Perhaps the most exciting application of this predictive power is in the fight against cancer. We know that cancer cells have a bizarre and voracious metabolism, a signature trait known as the Warburg effect. For decades, this was something studied in a petri dish. But what if we could measure it in a living patient? Using the most advanced MRI techniques, this is now becoming possible. Scientists can fuse information from multiple, highly specialized experiments performed in the same MRI session. They can measure the rate at which a tumor converts sugar into lactate ($k_{PL}$), the rate at which it frantically pumps this acidic waste product out to avoid poisoning itself ($k_{efflux}$), and the resulting acidic environment it creates ($\text{pH}_{e}$). By combining these distinct physical measurements into a single "Warburg Imaging Index," we can create a non-invasive readout of the cancer's metabolic engine at work. This is more than just a picture; it's a quantitative measurement of a fundamental process of life and disease. Such a tool could revolutionize cancer research, allowing us to see, in real time, whether a new drug designed to starve the tumor is actually working.

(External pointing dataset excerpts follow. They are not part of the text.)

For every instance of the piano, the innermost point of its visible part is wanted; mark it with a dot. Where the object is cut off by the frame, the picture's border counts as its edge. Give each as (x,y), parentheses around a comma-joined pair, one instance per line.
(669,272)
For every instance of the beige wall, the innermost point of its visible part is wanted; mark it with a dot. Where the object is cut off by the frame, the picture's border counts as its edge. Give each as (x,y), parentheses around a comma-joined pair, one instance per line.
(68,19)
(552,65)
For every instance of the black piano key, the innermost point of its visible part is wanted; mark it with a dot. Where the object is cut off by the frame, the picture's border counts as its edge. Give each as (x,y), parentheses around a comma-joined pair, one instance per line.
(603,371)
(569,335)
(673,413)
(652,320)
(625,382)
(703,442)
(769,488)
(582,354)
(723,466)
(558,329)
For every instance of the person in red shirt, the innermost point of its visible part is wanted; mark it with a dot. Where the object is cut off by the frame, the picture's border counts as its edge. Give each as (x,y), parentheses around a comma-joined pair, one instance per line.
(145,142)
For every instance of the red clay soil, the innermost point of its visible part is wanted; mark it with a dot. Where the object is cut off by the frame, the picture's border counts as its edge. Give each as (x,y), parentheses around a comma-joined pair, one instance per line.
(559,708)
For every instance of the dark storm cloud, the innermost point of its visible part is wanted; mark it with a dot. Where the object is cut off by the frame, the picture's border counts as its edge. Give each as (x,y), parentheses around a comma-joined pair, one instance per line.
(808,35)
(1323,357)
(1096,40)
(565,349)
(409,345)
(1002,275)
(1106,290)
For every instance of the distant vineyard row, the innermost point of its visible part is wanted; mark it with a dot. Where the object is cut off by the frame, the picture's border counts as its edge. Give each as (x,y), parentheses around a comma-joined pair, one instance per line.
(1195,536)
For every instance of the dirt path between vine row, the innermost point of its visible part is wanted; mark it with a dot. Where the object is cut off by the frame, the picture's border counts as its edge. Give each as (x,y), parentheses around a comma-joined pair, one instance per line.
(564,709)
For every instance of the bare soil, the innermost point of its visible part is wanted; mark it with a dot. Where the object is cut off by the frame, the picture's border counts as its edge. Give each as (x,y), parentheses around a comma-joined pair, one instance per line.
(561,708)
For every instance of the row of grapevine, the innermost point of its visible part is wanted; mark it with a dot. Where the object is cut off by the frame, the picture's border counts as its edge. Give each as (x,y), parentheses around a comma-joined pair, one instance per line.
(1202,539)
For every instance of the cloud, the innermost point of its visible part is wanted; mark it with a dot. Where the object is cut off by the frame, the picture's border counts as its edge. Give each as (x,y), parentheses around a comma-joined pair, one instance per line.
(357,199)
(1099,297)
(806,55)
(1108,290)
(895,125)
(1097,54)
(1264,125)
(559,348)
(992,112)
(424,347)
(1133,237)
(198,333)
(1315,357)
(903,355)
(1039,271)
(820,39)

From the operating room to the diagnostic clinic to the research laboratory, hybrid imaging is teaching us a profound lesson. The deepest insights are found not by looking at a problem from one angle, but by synthesizing views from many different angles. By combining the languages of anatomy, physiology, metabolism, and genetics, we see a richer, more unified, and ultimately more beautiful picture of the human body. It is the ultimate expression of interdisciplinary science, where physics, chemistry, and biology join forces to see what was once unseen, and in doing so, to heal, to understand, and to discover.